O deputado Airton Faleiro (PT-PA) destacou a importância da revogação, apontando a falta de consulta prévia e de estudos aprofundados sobre os impactos ambientais e sociais, em especial no que diz respeito à dragagem. Essa técnica de engenharia, utilizada para remover sedimentos e permitir a navegação de grandes embarcações, gerou preocupações significativas.
Editado em agosto do ano passado, o decreto original visava conceder à iniciativa privada o uso de importantes vias fluviais na Amazônia, cruciais para o escoamento da produção agrícola, principalmente de grãos do Centro-Oeste para portos na região amazônica.
Apesar do avanço com a revogação, Faleiro salientou que o debate sobre o escoamento da produção não está encerrado.

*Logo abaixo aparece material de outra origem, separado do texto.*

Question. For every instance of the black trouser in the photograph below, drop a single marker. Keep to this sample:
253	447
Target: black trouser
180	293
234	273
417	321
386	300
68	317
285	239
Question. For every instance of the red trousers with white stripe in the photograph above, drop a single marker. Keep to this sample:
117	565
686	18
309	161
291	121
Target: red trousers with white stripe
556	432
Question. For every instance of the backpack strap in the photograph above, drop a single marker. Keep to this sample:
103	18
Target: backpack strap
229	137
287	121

Ele mencionou que o setor de grãos continuará buscando alternativas, e que a duplicação da BR-163, rodovia que conecta o Sul ao Norte do país, é uma das soluções que ganha força nas discussões.
Faleiro também ressaltou as preocupações levantadas pelos povos indígenas em relação à dragagem. Segundo ele, a prática pode afetar a saúde das comunidades devido à possível liberação de mercúrio e prejudicar ecossistemas locais, como os igarapés, ao assorear seus leitos com a areia retirada dos rios.
Na terça-feira (24), Airton Faleiro, que é 1º vice-presidente da Comissão da Amazônia e dos Povos Originários e Tradicionais da Câmara dos Deputados, reuniu-se com lideranças indígenas. Risonaldo Fernandes dos Anjos, indígena tupinambá presente no encontro, enfatizou a dependência de sua comunidade dos recursos hídricos para subsistência, alertando para os impactos negativos que projetos de infraestrutura podem causar.
A deputada Célia Xakriabá (Psol-MG), que também participou da reunião, corroborou a visão de que a questão transcende os povos originários, afetando diversas comunidades ribeirinhas. Faleiro reiterou, em entrevista à Rádio Câmara, que a revogação do decreto foi a decisão mais acertada neste momento.